Chapitre XXIII - Un Duel
« Je vais faire une petite promenade du côté du château ducal, dit Félixérie, pendant que tu t’occupes du reste. Le duc Alphonse m’aidera certainement à retrouver David, si je le lui demande gentiment.
– Sois tout de même prudente, répond Lynda.
– Je suis une disciple de Sandra la Teigne et de Cyrano de Bergerac. Je sais me battre.
– Prends tout de même un revolver, on ne sait jamais.
– Je n’aime pas les armes à feu, ça ne veut pas dire que je ne suis pas armée. »
Elle relève le pan de sa jupe, montrant une dague fixée à sa cuisse par une lanière de cuir.
« J’espère que je n’aurai pas à m’en servir. »
Félixérie, qui a gardé la nostalgie des combats d’autrefois, chevauche fièrement à travers bois et prairies. Elle parvient en vue du château Baffagnon. La grille y est ouverte.
« C’est parfait ! Je n’ai pas besoin d’escalader le mur en laissant Zara dehors. »
Elle pénètre dans le vaste domaine et s’engage sur une longue allée bordée d’oliviers au bout de laquelle se dresse, si majestueuse, la seigneuriale demeure.
« Mais que s’est-il passé ici ? »
Avec stupéfaction, la jeune cavalière constate le désastre provoqué par les insectes que le duc avait lui-même invoqués.
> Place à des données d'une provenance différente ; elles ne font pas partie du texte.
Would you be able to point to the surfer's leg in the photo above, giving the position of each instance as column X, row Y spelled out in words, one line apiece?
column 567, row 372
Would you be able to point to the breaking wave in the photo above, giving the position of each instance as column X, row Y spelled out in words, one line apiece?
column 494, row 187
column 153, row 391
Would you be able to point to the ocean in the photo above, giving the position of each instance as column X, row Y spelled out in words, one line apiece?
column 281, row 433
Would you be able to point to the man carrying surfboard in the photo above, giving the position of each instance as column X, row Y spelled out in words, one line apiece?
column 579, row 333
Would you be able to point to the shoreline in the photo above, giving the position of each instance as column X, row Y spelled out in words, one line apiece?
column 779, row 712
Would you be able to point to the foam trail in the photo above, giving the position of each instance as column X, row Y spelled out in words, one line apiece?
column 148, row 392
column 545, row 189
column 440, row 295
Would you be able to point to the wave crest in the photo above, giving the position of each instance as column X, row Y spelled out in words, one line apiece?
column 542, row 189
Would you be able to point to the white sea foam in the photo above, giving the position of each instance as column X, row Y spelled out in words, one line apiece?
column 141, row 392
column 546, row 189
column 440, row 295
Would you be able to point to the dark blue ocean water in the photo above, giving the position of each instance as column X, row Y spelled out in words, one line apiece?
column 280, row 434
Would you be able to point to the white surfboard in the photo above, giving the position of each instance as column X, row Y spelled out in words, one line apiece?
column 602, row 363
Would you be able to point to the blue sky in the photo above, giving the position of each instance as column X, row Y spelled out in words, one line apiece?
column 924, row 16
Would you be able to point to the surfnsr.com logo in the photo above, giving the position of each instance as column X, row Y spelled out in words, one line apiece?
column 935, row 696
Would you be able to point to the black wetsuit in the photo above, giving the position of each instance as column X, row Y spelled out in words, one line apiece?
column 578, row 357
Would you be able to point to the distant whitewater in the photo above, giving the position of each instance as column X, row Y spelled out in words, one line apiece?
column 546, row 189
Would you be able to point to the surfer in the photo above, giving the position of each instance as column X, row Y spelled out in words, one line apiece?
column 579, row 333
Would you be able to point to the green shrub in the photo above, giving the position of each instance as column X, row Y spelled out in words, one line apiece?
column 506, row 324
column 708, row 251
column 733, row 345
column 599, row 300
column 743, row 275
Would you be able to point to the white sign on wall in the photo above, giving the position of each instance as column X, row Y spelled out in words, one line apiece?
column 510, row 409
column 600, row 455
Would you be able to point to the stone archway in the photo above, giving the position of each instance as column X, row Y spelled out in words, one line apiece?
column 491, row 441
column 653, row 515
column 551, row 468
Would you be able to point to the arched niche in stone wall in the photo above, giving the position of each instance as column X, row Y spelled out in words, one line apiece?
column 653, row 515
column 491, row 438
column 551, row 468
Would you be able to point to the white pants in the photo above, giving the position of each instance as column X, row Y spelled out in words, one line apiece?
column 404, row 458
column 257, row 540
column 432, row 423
Les jardins à la française, objets de sa fierté, sont devenus un noir désert. Plus un seul brin d’herbe, encore moins de fleurs, troènes et fusains ne sont plus que brindilles dénudées. Quant aux superbes oliviers qui bordent l’avenue ducale, eux aussi ne sont plus que fantômes décharnés, dépouillés de feuilles et d’écorce. Le château lui-même paraît délabré, les sauterelles, jamais rassasiées, se sont acharnées sur la peinture des volets et le crépi de la façade.
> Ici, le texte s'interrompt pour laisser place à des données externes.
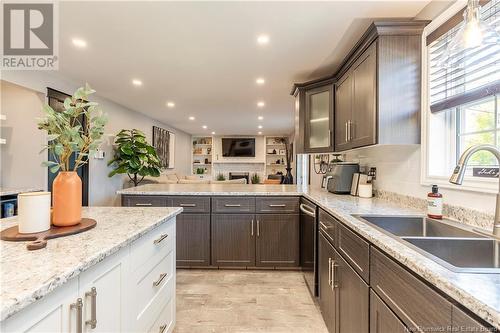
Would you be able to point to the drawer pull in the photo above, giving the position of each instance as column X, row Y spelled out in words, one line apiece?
column 187, row 205
column 93, row 310
column 160, row 280
column 78, row 305
column 160, row 239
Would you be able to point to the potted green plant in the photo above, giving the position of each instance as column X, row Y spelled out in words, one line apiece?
column 134, row 156
column 73, row 133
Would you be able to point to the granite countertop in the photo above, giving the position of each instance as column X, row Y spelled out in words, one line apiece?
column 477, row 292
column 27, row 276
column 15, row 191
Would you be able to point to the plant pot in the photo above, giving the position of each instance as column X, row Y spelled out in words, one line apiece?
column 67, row 199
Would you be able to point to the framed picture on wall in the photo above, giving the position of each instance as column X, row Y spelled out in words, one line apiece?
column 164, row 143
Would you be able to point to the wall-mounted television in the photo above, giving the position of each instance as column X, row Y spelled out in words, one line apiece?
column 238, row 147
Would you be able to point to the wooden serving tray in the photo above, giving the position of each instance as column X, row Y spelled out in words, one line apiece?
column 39, row 239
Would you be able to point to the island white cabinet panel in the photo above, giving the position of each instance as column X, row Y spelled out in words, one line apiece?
column 52, row 314
column 102, row 291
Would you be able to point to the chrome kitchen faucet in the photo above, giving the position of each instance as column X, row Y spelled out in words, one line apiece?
column 458, row 176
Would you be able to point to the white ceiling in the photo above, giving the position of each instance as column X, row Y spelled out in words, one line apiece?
column 204, row 55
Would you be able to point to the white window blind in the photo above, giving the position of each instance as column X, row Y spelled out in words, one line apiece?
column 479, row 76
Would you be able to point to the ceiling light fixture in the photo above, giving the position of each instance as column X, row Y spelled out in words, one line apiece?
column 79, row 43
column 474, row 34
column 260, row 81
column 263, row 39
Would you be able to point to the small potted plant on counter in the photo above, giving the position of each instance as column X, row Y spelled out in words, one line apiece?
column 73, row 133
column 134, row 156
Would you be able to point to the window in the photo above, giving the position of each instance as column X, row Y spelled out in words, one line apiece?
column 461, row 103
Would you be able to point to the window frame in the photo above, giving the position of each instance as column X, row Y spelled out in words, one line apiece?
column 473, row 184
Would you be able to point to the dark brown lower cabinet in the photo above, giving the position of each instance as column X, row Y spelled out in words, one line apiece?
column 327, row 301
column 344, row 296
column 277, row 242
column 233, row 240
column 193, row 239
column 382, row 319
column 353, row 298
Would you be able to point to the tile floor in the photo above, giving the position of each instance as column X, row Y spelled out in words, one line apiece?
column 245, row 301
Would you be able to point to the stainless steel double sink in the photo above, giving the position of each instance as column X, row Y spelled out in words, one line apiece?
column 455, row 247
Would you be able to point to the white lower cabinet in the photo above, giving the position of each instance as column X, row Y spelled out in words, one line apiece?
column 131, row 291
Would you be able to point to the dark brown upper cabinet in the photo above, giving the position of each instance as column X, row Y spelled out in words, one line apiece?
column 377, row 92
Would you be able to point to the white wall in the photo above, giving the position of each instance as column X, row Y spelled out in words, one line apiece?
column 102, row 190
column 398, row 170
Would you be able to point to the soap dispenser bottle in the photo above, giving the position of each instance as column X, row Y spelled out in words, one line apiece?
column 435, row 203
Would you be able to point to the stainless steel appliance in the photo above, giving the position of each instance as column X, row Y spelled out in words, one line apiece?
column 341, row 177
column 308, row 241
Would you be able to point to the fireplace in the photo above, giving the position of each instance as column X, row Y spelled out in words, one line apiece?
column 240, row 175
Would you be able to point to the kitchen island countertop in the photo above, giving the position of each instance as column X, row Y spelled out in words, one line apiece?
column 480, row 293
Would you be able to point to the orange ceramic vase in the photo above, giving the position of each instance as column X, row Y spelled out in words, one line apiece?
column 67, row 199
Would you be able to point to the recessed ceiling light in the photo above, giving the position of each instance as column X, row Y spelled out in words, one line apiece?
column 79, row 42
column 263, row 39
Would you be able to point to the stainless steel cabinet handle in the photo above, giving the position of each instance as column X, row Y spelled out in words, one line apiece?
column 160, row 239
column 78, row 305
column 334, row 274
column 93, row 307
column 329, row 271
column 160, row 280
column 307, row 210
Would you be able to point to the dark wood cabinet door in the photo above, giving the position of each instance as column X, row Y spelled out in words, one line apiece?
column 363, row 123
column 233, row 240
column 327, row 301
column 319, row 119
column 193, row 239
column 382, row 319
column 277, row 242
column 353, row 298
column 343, row 112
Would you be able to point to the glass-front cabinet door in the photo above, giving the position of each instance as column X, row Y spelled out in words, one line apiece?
column 319, row 119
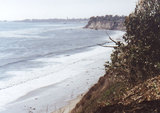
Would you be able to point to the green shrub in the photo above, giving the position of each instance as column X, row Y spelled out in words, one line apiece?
column 139, row 57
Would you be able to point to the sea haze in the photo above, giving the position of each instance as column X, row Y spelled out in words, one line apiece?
column 40, row 54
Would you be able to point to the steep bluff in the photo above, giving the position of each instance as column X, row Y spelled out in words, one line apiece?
column 108, row 22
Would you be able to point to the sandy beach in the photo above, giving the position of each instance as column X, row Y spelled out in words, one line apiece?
column 79, row 72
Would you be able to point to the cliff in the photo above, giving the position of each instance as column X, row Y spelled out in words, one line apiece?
column 118, row 97
column 132, row 80
column 108, row 22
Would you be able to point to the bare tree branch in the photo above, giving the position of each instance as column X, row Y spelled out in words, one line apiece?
column 111, row 39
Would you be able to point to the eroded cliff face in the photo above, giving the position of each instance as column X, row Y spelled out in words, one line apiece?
column 108, row 22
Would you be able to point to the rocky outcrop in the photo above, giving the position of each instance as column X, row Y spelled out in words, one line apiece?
column 108, row 22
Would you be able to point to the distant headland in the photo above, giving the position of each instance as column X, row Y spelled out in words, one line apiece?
column 108, row 22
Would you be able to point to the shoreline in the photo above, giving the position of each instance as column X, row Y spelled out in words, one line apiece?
column 80, row 69
column 69, row 106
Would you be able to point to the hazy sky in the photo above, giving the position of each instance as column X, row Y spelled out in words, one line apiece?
column 29, row 9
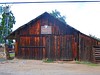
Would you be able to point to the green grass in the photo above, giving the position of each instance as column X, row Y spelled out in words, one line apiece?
column 87, row 63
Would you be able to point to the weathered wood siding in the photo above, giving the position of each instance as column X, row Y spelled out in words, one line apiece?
column 85, row 47
column 65, row 42
column 60, row 45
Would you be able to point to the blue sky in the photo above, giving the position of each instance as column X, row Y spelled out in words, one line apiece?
column 85, row 17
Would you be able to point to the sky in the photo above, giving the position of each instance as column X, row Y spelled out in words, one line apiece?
column 84, row 17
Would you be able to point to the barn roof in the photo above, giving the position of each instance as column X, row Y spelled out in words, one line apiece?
column 12, row 35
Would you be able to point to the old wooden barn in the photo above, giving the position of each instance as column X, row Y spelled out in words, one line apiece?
column 47, row 37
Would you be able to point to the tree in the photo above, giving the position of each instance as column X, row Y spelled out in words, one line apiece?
column 93, row 36
column 8, row 20
column 57, row 15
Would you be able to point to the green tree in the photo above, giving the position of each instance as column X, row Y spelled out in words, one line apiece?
column 93, row 36
column 6, row 29
column 57, row 15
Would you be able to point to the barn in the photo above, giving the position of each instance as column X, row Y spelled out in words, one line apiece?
column 48, row 37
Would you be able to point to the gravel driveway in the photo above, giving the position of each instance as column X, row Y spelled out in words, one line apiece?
column 38, row 67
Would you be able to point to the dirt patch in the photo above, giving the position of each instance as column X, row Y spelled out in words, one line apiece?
column 38, row 67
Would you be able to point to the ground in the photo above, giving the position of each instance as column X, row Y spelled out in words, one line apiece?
column 38, row 67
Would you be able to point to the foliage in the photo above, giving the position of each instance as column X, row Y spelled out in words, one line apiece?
column 4, row 29
column 93, row 36
column 57, row 15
« Quel sinistre lieu ! Avançons. »
Parvenue au pied du majestueux escalier bellifontain, elle abandonne sa monture et gravit les marches. La porte est laissée entr’ouverte.
« Trop facile ! Et si c’était un piège ? Nous verrons bien. J’ai ma dague et j’ai la grâce. »
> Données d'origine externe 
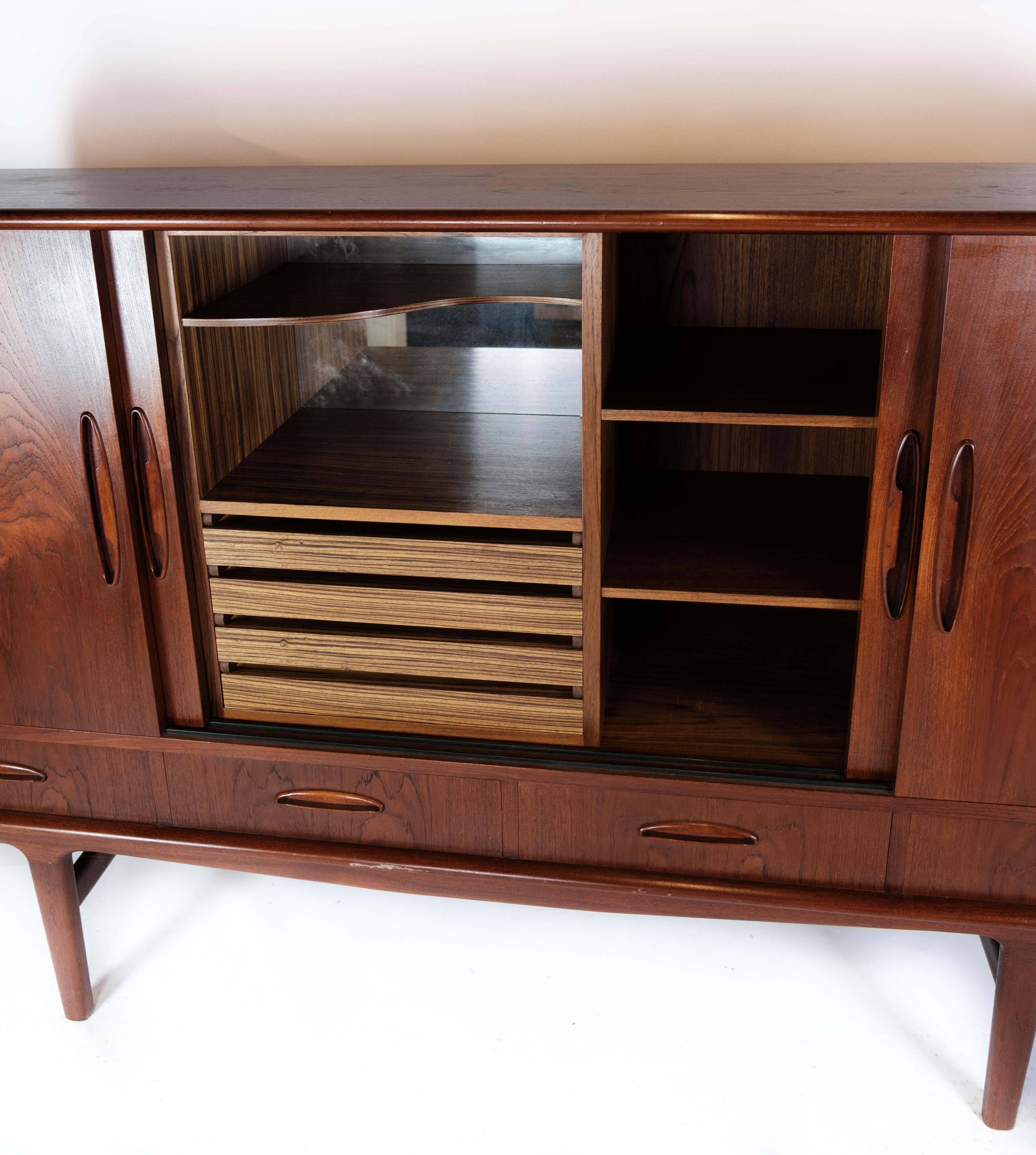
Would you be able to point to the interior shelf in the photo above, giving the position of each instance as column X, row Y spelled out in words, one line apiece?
column 735, row 683
column 307, row 293
column 747, row 377
column 461, row 381
column 778, row 540
column 508, row 470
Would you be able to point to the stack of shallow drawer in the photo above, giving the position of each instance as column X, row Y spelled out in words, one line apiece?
column 399, row 628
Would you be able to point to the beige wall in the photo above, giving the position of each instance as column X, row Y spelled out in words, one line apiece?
column 137, row 82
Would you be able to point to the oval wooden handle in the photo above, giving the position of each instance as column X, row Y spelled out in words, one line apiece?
column 952, row 547
column 15, row 773
column 102, row 498
column 330, row 800
column 904, row 491
column 700, row 832
column 151, row 496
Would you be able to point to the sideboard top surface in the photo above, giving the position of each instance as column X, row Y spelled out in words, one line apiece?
column 868, row 198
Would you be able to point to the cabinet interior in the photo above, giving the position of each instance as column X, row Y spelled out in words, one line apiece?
column 403, row 528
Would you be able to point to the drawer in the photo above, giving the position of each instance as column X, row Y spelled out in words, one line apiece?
column 537, row 662
column 964, row 859
column 407, row 811
column 398, row 606
column 82, row 781
column 413, row 556
column 818, row 846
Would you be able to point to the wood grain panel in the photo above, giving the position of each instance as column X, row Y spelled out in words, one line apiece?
column 783, row 281
column 910, row 367
column 808, row 846
column 422, row 811
column 556, row 565
column 502, row 708
column 970, row 720
column 131, row 276
column 74, row 652
column 86, row 781
column 964, row 859
column 548, row 663
column 304, row 293
column 399, row 606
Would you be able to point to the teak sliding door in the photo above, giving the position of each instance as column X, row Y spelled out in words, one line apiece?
column 74, row 649
column 970, row 719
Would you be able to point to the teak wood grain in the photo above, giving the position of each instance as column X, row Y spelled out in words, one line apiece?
column 399, row 606
column 794, row 845
column 428, row 656
column 970, row 718
column 420, row 811
column 740, row 539
column 77, row 652
column 487, row 561
column 304, row 294
column 910, row 365
column 443, row 706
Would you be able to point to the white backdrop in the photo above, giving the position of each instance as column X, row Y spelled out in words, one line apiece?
column 126, row 82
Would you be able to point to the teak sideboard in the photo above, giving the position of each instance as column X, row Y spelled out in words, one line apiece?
column 635, row 539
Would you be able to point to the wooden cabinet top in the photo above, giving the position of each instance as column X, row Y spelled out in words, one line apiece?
column 864, row 198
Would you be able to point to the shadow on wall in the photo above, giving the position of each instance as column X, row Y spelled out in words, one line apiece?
column 202, row 117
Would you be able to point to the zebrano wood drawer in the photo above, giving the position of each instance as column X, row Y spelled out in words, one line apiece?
column 382, row 809
column 714, row 838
Elle pénètre dans un vestibule orné de toiles de maîtres et de meuble baroques. Poursuivant ses investigations, elle parvient dans le salon où règne en place d’honneur Poliouchko Polié, l’inénarrable chef d’œuvre du duc de Baffagnon. Notre amazone observe la toile en se grattant la tête.
« Vous aimez la peinture, mademoiselle ? »
Félixérie sursaute, elle se retourne, Alphonse se tient derrière elle, souriant.
« Comtesse de Leuretzki, je présume. Vous auriez dû annoncer votre visite, je vous aurais reçue avec plus d’égards.
– Où est le prince David ?
– Le prince David ? Ma foi, je n’en sais rien. Chez la reine, je suppose.
– Je reformule ma question : où es le prince ?
– Je ne comprends pas ce que vous voulez dire, mais installez-vous avec moi dans ce confident, nous y serons plus à l’aise pour discuter. Je vous servirai un whisky.
– Je ne veux pas de whisky, je veux voir le prince David. Où est-il ?
– Où ai-je la tête ? J’aurais dû comprendre qu’une jeune femme de votre distinction ne boit pas d’alcool. Que diriez-vous d’un bon thé ? Vous aimez le thé ? Je vous le servirai moi-même, car Katia, ma servante, m’a rendu son tablier.
– Où est le prince ?
– Je vous l’ai déjà dit : je n’en sais rien.
– Ne me prenez pas pour une idiote. » Ce disant, elle dégaine sa dague.
« Vous avez une bien jolie jambe et une fort jolie lame.
– Si vous ne me rendez pas le prince, je vous la glisse entre les côtes, ma jolie lame.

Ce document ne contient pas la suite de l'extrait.